On his release, Helena’s father is offered a position as handyman at Adare Manor, with one caveat, Helena must join him. Through the story, we meet Graham, the stepson of the owner, and his attraction for Helena is apparent. Bit by bit, the manor’s need for Helena and her newly discovered powers of fortelling and healing are revealed. An amplifier for things spiritual, the manor also concealed a codex: a handcrafted version of the bible with extra books from Solomon as well as several passages of questionable, or even black magic. The influences of the codex and the price paid for the use of the magic have brought Graham to desperation. His need for Helena to master her gifts and help those afflicted are foremost in his mind.

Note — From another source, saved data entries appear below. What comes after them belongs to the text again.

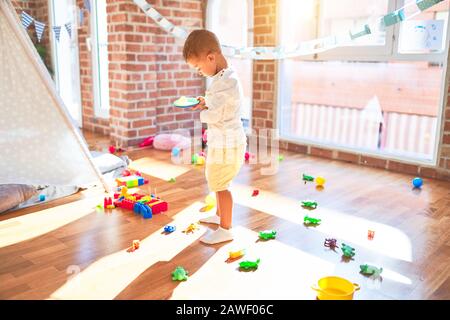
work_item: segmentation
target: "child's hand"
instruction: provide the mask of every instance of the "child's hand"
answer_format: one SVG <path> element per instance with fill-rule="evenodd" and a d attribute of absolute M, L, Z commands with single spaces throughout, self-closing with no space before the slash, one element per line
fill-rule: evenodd
<path fill-rule="evenodd" d="M 197 97 L 197 99 L 198 99 L 199 103 L 198 103 L 196 106 L 190 108 L 190 110 L 192 110 L 192 111 L 197 111 L 197 110 L 205 110 L 205 109 L 208 109 L 208 107 L 205 105 L 205 98 L 203 98 L 203 97 Z"/>

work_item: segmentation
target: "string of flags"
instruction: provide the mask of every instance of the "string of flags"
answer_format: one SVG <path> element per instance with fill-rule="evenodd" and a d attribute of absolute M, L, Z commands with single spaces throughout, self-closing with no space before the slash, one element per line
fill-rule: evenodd
<path fill-rule="evenodd" d="M 91 1 L 84 0 L 83 3 L 84 3 L 84 9 L 87 10 L 88 12 L 91 12 Z M 81 26 L 81 25 L 83 25 L 83 21 L 84 21 L 84 11 L 80 10 L 79 14 L 80 14 L 79 21 L 80 21 L 80 26 Z M 28 29 L 31 26 L 31 24 L 34 23 L 38 42 L 41 42 L 42 35 L 44 34 L 46 24 L 41 21 L 36 20 L 33 16 L 26 13 L 25 11 L 21 12 L 21 18 L 22 18 L 22 25 L 25 29 Z M 52 27 L 52 30 L 55 34 L 55 38 L 58 42 L 59 42 L 59 39 L 61 38 L 61 28 L 62 28 L 62 26 L 53 26 Z M 65 23 L 64 28 L 67 31 L 69 38 L 72 39 L 72 23 L 70 23 L 70 22 Z"/>
<path fill-rule="evenodd" d="M 155 10 L 155 8 L 153 8 L 153 6 L 149 4 L 147 0 L 133 1 L 144 11 L 144 13 L 148 17 L 152 18 L 166 32 L 182 40 L 185 40 L 187 38 L 188 32 L 185 29 L 175 26 L 172 22 L 167 20 L 164 16 L 161 15 L 161 13 Z M 367 22 L 362 27 L 354 30 L 349 30 L 347 33 L 341 35 L 333 35 L 314 40 L 303 41 L 299 44 L 289 46 L 233 47 L 222 45 L 222 49 L 223 53 L 226 56 L 241 59 L 273 60 L 307 56 L 328 51 L 337 47 L 346 46 L 361 37 L 384 31 L 386 27 L 391 27 L 395 24 L 411 20 L 422 11 L 429 9 L 442 1 L 444 0 L 410 1 L 402 8 L 376 19 L 375 22 Z"/>
<path fill-rule="evenodd" d="M 21 17 L 22 17 L 22 25 L 25 29 L 28 29 L 31 26 L 31 24 L 34 23 L 38 42 L 41 42 L 42 35 L 44 34 L 46 24 L 41 21 L 36 20 L 34 17 L 29 15 L 25 11 L 22 11 Z M 64 27 L 67 30 L 69 37 L 72 38 L 72 24 L 70 22 L 68 22 L 68 23 L 64 24 Z M 52 27 L 52 29 L 53 29 L 53 32 L 55 33 L 56 40 L 59 41 L 59 39 L 61 37 L 61 26 L 54 26 L 54 27 Z"/>

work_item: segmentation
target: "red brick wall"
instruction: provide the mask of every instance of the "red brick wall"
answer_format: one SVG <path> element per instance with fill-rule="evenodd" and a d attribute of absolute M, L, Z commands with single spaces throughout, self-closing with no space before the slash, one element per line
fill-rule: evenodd
<path fill-rule="evenodd" d="M 276 0 L 254 0 L 254 46 L 275 46 Z M 253 63 L 252 129 L 275 127 L 276 61 L 255 60 Z"/>
<path fill-rule="evenodd" d="M 167 19 L 189 30 L 203 27 L 201 0 L 149 1 Z M 193 128 L 194 116 L 172 107 L 182 95 L 201 95 L 204 81 L 189 70 L 183 42 L 168 35 L 132 0 L 108 0 L 111 138 L 135 145 L 177 128 Z"/>

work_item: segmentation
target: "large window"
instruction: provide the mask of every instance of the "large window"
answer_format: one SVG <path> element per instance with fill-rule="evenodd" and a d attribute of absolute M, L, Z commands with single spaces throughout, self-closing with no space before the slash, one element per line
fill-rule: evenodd
<path fill-rule="evenodd" d="M 279 39 L 292 45 L 348 34 L 412 1 L 280 0 Z M 280 60 L 282 138 L 434 164 L 446 102 L 449 5 L 372 28 L 344 47 Z"/>
<path fill-rule="evenodd" d="M 92 1 L 92 65 L 94 79 L 94 112 L 109 117 L 108 28 L 106 0 Z"/>
<path fill-rule="evenodd" d="M 253 44 L 252 0 L 209 0 L 207 28 L 214 32 L 222 45 L 246 47 Z M 253 64 L 251 60 L 228 58 L 242 83 L 244 105 L 242 121 L 250 129 L 252 110 Z"/>

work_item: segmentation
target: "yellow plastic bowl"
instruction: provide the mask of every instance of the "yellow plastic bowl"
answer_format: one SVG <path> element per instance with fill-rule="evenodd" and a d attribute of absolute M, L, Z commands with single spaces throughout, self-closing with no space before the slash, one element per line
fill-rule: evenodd
<path fill-rule="evenodd" d="M 340 277 L 325 277 L 311 288 L 317 291 L 319 300 L 353 300 L 359 285 Z"/>

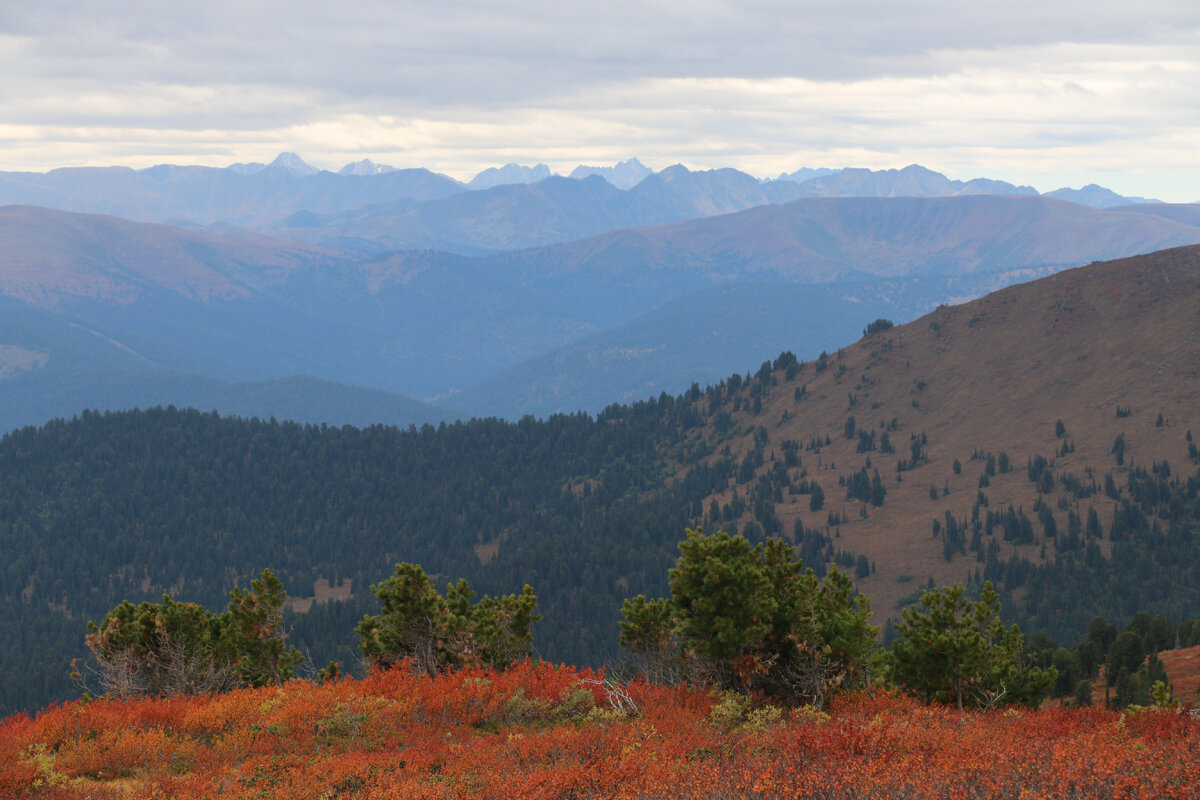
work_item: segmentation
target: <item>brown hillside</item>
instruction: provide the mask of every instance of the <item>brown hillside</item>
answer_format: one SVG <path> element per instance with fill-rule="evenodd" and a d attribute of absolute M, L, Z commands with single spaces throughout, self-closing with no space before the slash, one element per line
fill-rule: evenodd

While I applaud Winters’ storytelling, and the character of Helena was wonderful – full of desires and wishes that alternately tempted and scared her witless, there wasn’t a consistent influx of the secondary story (Graham and the ‘infirmary’), nor was Graham’s attraction developed enough for me to believe in his feelings beyond a ‘need’ for Helena. Intriguing, with plenty of input from Irish and Traveller lore, the story was more relevant for me as a story of Helena’s journey. Her struggles with the expectations, her desire for schooling and the ability to rely on herself, not a man, and her own growth. An interesting and solidly presented first in the series, more suited to readers looking for a bit of fantasy in a contemporary story.
Title: Once a Gypsy
Author: Danica Winters
Series: Irish Traveller #1
Genre: Contemporary Fantasy, Irish, Paranormal, Romantic Elements
Published by: Diversion Books
Published on: 1 November, 2016
Source: Publisher via NetGalley
Heat: Get Your Copy: Amazon ♦ iTunes ♦ Kobo ♦ Downpour ♦ Book Depository ♦ Google
About the Book:
Thrilling and romantic, Once a Gypsy starts a brand new series from award-winning author Danica Winters.
Helena has always struggled to fit in with her Irish Traveller family. It’s not just her opposition to getting married or her determination to attend university; Helena also has one talent that sets her apart from the rest of her clan―the gift of the Forshaw, the ability to see the future.
Graham is the groundskeeper at a manor in Adare, Ireland. Though the estate appears idyllic, it holds dark secrets, and despite his own supernatural gifts, Graham can’t solve Adare Manor’s problems by himself. Desperate for help, Graham seeks out a last resort: Helena, whose skills are far greater than even she knows.
When he promises to teach her to control her powers, Helena resists, afraid both of the damage her abilities might do and her increasing attraction to the handsome groundskeeper. Her entire way of life is at risk: Any involvement, especially romantic, with non-Travellers like Graham is forbidden. But Helena’s future is anything but certain, and fate has other plans for her family, her powers, and her relationship with Graham.
A copy of this title was provided via Publisher via NetGalley for purpose of honest review. I was not compensated for this review: all conclusions are my own responsibility.